И в этот ответственный момент я вынужден сделать ещё одно небольшое отступление — посреди плавного течения своей речи. [2]
...мне кажется, состояние некоего экстаза (или, по крайней мере, нечто аналогичное или отдалённо напоминающее его) до некоторой степени известно каждому советскому человеку (и даже готов допустить, что и некоторым не’советским людям оно также знакомо), — однако именно поэтому для улучшения дальнейшего восприятия главного предмета статьи явно следовало бы кое-что разъяснить об этом явлении.
- Так в чём же тут проблема?..
— А вся проблема (как оказалось) заключается в том, что мир развивается не каким-либо иным, а именно следующим образом: в начале есть нечто единое, условным образом назовём эту штуку «Хаосом», среди которого (совсем как в Библии, не к столу буде сказано) летает одинокий озлобленный Дух.[14] Правда, это продолжается не слишком долго.
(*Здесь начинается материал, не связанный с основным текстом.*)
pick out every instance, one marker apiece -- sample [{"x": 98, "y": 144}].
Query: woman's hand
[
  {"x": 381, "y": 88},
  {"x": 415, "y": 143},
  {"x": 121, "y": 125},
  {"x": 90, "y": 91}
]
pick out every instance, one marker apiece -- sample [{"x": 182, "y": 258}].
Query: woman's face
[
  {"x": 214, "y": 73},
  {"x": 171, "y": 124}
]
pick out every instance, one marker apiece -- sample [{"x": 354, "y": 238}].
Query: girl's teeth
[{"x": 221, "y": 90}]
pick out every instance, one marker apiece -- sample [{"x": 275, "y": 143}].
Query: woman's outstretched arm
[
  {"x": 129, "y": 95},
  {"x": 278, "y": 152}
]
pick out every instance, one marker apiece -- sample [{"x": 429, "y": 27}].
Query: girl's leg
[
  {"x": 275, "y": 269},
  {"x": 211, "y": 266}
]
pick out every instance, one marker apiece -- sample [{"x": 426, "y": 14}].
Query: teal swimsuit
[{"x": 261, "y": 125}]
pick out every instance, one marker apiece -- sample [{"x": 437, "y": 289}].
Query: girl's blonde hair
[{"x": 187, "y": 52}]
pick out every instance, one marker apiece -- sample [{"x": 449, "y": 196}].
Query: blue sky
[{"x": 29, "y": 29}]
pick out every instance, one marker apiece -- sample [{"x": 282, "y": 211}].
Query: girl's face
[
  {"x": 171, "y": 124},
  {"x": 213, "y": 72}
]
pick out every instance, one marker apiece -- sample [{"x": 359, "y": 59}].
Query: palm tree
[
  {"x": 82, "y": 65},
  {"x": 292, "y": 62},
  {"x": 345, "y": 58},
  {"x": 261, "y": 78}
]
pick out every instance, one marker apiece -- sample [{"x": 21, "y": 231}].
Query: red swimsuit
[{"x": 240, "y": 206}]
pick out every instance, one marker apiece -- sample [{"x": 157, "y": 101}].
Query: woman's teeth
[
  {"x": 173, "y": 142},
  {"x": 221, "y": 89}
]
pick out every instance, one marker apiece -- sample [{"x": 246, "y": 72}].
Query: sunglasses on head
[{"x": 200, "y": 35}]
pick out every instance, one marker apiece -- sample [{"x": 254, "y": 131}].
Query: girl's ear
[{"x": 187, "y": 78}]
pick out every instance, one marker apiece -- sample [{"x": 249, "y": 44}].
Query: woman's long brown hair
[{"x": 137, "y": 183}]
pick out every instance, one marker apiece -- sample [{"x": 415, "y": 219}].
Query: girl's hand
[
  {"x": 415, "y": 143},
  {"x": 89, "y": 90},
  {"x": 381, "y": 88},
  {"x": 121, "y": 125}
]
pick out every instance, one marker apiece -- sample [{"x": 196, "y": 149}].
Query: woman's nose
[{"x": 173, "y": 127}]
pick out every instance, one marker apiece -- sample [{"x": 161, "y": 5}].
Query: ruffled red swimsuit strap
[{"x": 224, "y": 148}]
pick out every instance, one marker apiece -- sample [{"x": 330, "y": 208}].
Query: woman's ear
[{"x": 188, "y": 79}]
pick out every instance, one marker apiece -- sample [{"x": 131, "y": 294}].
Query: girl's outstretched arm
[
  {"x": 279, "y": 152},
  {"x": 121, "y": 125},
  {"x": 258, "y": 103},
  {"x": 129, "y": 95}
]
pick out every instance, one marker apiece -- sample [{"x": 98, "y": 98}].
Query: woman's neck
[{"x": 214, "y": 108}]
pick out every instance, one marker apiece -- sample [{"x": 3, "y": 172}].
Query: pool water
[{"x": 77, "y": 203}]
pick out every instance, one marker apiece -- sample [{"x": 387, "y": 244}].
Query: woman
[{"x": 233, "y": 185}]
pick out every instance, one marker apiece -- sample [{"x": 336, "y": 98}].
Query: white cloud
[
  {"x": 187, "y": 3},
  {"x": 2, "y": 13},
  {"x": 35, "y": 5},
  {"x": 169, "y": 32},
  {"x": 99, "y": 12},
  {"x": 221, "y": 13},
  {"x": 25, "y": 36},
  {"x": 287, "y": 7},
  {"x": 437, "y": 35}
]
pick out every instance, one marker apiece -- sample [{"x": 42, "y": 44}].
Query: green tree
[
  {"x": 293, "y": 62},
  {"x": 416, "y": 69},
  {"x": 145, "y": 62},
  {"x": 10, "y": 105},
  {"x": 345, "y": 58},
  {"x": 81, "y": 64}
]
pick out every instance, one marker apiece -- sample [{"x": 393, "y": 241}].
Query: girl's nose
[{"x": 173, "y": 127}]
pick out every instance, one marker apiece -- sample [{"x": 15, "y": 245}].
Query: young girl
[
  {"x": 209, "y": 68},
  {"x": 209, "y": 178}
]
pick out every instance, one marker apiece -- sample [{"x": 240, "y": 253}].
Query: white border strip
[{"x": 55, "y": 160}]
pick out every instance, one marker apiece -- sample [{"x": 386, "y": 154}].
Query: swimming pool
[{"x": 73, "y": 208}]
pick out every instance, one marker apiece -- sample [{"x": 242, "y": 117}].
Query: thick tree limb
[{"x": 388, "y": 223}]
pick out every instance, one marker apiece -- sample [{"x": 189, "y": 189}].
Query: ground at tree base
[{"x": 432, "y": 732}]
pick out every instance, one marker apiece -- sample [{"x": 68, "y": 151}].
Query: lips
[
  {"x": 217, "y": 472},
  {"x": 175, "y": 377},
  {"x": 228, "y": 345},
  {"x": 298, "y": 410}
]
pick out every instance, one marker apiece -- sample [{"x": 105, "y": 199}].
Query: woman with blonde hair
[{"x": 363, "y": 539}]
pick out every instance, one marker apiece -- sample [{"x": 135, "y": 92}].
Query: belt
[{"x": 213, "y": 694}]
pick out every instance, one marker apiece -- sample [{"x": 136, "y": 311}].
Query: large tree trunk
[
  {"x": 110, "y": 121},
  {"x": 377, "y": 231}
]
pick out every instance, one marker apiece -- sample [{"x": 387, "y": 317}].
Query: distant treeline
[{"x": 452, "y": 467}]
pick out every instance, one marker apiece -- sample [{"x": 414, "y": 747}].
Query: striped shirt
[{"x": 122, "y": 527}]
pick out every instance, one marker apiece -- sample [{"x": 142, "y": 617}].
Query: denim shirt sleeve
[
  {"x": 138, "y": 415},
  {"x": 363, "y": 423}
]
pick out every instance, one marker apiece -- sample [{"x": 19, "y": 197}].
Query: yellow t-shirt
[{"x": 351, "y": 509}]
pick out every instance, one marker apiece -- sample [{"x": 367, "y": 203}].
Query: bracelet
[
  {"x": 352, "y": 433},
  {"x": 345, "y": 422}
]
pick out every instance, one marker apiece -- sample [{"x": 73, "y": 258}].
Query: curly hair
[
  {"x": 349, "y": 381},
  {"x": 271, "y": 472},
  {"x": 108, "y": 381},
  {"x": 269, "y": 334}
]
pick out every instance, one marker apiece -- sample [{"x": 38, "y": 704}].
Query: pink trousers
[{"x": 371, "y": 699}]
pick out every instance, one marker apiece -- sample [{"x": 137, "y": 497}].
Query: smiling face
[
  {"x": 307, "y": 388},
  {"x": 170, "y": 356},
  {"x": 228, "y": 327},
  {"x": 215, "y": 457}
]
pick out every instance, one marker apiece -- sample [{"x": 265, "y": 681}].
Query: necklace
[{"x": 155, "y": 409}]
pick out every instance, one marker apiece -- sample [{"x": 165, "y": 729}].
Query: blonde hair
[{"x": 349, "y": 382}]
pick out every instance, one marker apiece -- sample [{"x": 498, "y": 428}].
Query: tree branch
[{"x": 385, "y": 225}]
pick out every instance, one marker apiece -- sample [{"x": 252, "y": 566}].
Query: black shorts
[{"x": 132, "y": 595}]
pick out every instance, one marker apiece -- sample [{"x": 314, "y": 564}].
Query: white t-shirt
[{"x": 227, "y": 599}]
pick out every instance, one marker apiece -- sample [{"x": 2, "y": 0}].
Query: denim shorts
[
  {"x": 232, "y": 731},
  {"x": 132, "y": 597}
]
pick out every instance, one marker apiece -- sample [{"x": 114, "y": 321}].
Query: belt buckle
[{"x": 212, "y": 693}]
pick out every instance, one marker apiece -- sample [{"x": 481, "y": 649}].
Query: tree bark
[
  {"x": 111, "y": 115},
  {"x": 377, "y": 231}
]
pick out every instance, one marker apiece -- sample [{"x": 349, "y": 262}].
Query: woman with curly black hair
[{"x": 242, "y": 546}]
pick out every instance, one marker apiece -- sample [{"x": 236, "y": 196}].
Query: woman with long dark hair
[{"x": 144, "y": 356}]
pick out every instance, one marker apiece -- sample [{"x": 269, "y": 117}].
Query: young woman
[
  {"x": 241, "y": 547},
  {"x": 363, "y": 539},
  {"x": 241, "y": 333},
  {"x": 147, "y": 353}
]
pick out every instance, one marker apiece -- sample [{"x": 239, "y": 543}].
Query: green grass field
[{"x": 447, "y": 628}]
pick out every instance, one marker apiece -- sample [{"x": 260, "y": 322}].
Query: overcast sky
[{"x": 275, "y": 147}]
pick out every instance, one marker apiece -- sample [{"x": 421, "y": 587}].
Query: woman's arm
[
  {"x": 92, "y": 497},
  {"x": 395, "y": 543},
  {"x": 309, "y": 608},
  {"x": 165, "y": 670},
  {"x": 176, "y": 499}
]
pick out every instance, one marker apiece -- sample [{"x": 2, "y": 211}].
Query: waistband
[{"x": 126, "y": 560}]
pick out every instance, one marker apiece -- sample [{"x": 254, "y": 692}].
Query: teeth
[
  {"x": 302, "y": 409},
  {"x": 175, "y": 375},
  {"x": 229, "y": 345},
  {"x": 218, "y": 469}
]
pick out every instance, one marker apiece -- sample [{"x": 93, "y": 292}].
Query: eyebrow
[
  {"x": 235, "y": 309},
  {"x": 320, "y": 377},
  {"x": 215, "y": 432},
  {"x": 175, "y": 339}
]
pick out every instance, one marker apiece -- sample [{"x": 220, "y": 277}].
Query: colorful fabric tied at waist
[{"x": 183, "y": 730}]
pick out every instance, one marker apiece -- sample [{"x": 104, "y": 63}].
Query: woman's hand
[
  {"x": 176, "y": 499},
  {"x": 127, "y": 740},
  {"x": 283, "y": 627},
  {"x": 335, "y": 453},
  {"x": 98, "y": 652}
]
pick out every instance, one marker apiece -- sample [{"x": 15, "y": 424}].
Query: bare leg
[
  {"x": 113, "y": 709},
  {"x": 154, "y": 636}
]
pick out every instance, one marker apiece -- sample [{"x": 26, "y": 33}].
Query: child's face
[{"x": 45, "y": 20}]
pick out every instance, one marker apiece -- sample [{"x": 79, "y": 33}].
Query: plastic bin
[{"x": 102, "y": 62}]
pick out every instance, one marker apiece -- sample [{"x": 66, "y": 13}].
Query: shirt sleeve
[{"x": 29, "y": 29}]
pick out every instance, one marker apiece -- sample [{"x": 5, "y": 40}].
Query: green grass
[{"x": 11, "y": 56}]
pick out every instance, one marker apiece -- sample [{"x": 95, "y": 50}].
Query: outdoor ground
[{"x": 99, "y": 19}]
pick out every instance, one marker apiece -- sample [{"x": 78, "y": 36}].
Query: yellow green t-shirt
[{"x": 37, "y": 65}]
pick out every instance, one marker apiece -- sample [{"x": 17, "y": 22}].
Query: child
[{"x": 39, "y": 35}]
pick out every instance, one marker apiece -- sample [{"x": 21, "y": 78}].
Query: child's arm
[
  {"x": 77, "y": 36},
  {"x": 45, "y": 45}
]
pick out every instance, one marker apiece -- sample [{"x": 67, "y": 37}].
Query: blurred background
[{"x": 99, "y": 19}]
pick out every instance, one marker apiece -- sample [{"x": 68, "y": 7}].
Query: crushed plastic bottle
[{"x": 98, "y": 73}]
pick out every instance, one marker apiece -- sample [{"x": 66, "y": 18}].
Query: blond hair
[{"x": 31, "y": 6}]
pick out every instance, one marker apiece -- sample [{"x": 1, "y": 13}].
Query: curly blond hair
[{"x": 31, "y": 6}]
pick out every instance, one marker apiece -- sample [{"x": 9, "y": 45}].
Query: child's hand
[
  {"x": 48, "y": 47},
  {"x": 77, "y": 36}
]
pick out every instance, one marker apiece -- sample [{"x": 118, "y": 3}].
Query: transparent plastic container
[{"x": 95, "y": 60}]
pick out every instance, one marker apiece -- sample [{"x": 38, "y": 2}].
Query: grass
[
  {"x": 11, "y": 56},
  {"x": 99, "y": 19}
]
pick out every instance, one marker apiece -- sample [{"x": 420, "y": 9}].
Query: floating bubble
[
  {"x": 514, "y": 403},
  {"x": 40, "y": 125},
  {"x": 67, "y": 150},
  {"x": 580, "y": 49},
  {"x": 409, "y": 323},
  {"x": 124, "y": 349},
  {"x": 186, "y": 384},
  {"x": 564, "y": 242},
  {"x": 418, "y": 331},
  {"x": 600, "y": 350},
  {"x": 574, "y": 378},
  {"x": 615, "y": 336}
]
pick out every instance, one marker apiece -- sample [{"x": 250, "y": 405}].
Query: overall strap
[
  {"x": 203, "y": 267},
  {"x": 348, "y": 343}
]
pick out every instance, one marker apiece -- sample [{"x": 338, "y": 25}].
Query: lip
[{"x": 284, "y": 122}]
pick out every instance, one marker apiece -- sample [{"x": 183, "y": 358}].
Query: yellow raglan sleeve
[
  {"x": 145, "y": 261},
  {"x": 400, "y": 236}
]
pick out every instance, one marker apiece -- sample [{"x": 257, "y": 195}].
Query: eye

Чуть позже Дух, прискучив мрачными полётами, слегка приподнимается над Хаосом и в возвышенном парении творит (создаёт) себе некую противоположность (условным образом назовём её Материей). Причём, не всё так просто... Поскольку Дух (по Скрябину) — творящий, активный, мужественный, а Материя — напротив, пассивная, женственная. В результате образуется очевидная «пара». Разделяясь и расходясь в процессе жизни всё далее друг от друга, они постепенно становятся полярными (не в смысле холода, конечно), достигая своего максимального внутреннего развития, каждый по-своему. И вот тут-то, представьте, начинается самое интересное: потому что у разобщённых Духа и Материи возникает сакраментальная тяга обратно друг к другу, — вплоть до полного слияния! Надеюсь, вы уже понимаете, куда я клоню (вернее сказать, не я, конечно, а Скрябин)... Таким образом, центробежные силы притяжения (гравитации) постепенно усиливаясь, превосходят центростремительную энергию отталкивания. И как раз в этот момент становится насущно необходимой Мистерия, чтобы раскачать процесс и подтолкнуть «нерешительный» мужской Дух к его слишком пассивной женской Материи. — Наконец, волей судьбы рождается некий Александр Скрябин, который приводит свой замысел в исполнение.[комм. 14] Налицо итог: дело сделано, мужское и женское начала мира стремглав бросаются навстречу друг другу, и в ослепительном экстазе их соединения рождается дивный головокружительный танец погибающей Вселенной, снова превращающейся в первозданный хаос. — И вся эта прелесть (страшно сказать) повторяется бесконечное число раз.
- Во́т, собственно говоря, и — всё (вкратце) об этом са́мом экстазе. [2]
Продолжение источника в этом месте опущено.